Так я и сделал, прочитав письмо, вернул его Ирине. Она достала из красивого такого дамского портсигара папиросу, вставила ее в длинный черный мундштук, свернула в трубочку салфетку, на которой было написано отцовское послание, подожгла ее спичкой, а потом уже от горящей бумаги прикурила.
– И ты столько лет раздумывал, ждал и молчал. Впрочем, я тебя понимаю, – Семен как-то невпопад махнул рукой и добавил: – А хрен его знает, может, и не понимаю, как тут разберешься, что правильно делать в такой ситуации, а что ошибка? Тут ведь жизнь на кону, и не только твоя.
– Я решил, Семен. Хочу Курта отправить к деду.
– Так вместе летите, уж если так дело обернулось, что решил, то лететь вам вместе нужно, да и не согласится Курт лететь в одиночку, не согласится оставить тебя…
– Послушай меня, Сеня, и очень прошу, не возражай, давай как мужики поговорим, без сантиментов.
– Ну, давай, – Семен насупился, – подводи черту.
– Я не поехал бы, даже если бы был здоров. Я не оставлю мою Эльзу и мою маленькую дочку одних в этой земле. Так что первое, о чем я тебя попрошу, похорони меня рядом с ними. И второе, когда это случится, отправь это письмо, о котором я говорил, – и Бертольд протянул Сенцову конверт с уже написанным адресом. – С сыном я сам поговорю, он не посмеет меня ослушаться, ты просто подтверди ему мое решение, если в этом возникнет необходимость.

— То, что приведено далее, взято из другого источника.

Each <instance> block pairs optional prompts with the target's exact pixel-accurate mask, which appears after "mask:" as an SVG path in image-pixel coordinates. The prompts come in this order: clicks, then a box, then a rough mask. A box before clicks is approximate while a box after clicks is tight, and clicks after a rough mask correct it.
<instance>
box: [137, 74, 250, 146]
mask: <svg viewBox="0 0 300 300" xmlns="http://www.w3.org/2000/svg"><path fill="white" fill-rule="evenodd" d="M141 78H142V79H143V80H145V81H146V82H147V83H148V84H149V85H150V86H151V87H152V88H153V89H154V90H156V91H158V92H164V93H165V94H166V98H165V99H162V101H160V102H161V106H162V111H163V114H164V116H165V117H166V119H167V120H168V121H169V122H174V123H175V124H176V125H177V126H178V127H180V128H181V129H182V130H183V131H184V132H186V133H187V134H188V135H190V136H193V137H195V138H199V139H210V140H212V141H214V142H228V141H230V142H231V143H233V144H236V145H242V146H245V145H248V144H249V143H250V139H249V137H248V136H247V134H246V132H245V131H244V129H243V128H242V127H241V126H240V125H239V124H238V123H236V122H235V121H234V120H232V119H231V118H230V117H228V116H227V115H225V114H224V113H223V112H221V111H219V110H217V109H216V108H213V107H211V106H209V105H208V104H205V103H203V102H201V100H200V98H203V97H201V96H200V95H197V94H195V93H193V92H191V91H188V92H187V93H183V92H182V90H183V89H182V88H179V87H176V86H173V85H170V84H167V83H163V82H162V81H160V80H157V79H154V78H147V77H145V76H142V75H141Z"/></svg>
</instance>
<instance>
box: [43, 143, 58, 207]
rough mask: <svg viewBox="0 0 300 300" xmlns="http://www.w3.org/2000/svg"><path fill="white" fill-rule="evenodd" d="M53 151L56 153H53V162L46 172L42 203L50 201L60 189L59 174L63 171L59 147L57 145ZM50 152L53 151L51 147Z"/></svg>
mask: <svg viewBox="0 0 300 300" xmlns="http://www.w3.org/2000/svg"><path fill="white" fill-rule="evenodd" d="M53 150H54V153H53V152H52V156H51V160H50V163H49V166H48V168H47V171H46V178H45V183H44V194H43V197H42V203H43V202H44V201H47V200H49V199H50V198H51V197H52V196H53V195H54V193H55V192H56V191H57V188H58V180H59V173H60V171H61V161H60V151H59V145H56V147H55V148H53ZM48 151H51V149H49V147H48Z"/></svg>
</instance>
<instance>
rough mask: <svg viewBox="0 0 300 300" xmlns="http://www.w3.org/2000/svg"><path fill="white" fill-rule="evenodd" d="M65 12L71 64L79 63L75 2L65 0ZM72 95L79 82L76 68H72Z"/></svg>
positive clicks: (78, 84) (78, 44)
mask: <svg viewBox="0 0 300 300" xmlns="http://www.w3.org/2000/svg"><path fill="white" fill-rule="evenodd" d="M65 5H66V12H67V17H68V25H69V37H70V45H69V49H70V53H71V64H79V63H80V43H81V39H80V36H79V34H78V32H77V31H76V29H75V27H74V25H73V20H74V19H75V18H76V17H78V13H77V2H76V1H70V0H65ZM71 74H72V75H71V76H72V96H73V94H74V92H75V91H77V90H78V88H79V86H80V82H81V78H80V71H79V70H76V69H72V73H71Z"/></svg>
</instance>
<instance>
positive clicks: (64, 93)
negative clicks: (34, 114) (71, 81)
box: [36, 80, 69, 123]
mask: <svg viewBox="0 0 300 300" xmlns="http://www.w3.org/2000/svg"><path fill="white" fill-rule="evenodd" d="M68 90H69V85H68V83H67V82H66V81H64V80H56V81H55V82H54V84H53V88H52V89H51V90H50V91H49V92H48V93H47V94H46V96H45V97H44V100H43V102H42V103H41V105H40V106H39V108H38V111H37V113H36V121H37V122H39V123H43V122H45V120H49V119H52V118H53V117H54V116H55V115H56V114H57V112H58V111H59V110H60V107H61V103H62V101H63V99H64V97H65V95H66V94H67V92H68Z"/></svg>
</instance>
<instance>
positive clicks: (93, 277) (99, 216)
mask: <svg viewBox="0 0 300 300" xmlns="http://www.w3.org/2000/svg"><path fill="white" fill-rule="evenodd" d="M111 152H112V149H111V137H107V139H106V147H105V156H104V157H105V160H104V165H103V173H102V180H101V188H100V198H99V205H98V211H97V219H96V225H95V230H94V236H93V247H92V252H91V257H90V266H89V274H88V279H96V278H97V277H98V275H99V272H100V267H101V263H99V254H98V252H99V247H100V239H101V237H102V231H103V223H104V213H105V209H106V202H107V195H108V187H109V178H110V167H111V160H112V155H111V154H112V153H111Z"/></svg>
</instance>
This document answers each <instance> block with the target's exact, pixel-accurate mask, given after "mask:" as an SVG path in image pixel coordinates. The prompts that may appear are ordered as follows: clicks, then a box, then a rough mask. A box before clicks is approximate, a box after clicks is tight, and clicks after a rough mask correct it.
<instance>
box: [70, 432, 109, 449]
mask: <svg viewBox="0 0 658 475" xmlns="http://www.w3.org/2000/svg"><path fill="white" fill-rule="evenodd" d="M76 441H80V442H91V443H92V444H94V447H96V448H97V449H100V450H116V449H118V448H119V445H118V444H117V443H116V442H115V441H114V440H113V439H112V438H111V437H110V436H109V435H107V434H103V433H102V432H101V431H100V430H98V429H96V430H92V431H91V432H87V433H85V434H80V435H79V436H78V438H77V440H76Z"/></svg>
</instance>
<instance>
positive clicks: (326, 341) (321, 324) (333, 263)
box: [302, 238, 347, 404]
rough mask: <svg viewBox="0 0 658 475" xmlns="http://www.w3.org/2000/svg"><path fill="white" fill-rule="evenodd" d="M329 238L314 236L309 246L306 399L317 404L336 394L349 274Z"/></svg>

Сенцов как-то обреченно покивал головой, потом встал, подошел к своему товарищу и поклонился:
– Я все сделаю, слово тебе даю!
Семен надел пиджак, прежде брошенный на спинку стула, и аккуратно поместил в его внутренний карман письмо. Затем помог Бертольду подняться, и они вернулись к гостям.
О том, что нужно подготовиться к завтрашней рыбалке, в которой примет участие Ангелина, Ваня сообщил Курту как бы мимоходом, по дороге к автобусной остановке. Бертольд с Семеном отстали от них, они шли, о чем-то переговариваясь, и оттого часто останавливались. Они отпустили сыновей далеко вперед еще и потому, что разговор этот, продолжение того, о чем они говорили в кабинете Сенцова, был не для мальчишеских ушей.
Иван изо всех сил старался выглядеть безмятежным, не придающим этой встрече серьезного значения. Но от Курта не скрылось то, как дрожал голос друга, как его почти трясло, и он пытался скрыть это, пританцовывая, напевая какой-то легкий мотивчик, как белыми пятнами пошло его лицо. Курт молчал, и Иван, пытаясь заглянуть в его глаза, занервничал еще больше. Что, если немчик не решится? «Не решится». Ванька перестал кружиться вокруг приятеля, попытался разобраться в собственных мыслях. Впервые Курта «немчиком» назвал и вспомнил, отчего такое в голову пришло. Это она тогда позвала: «И немчика с собой прихвати». Кольнуло ревностное, мимолетное, другое важнее было, беспокоило. «Что это я имею в виду? – думал он, когда такое слово в голову прилетело. – На что не решится? Рыбу с ней половить? Нет, я ведь другое себе представляю, и он молчит, о том же думает».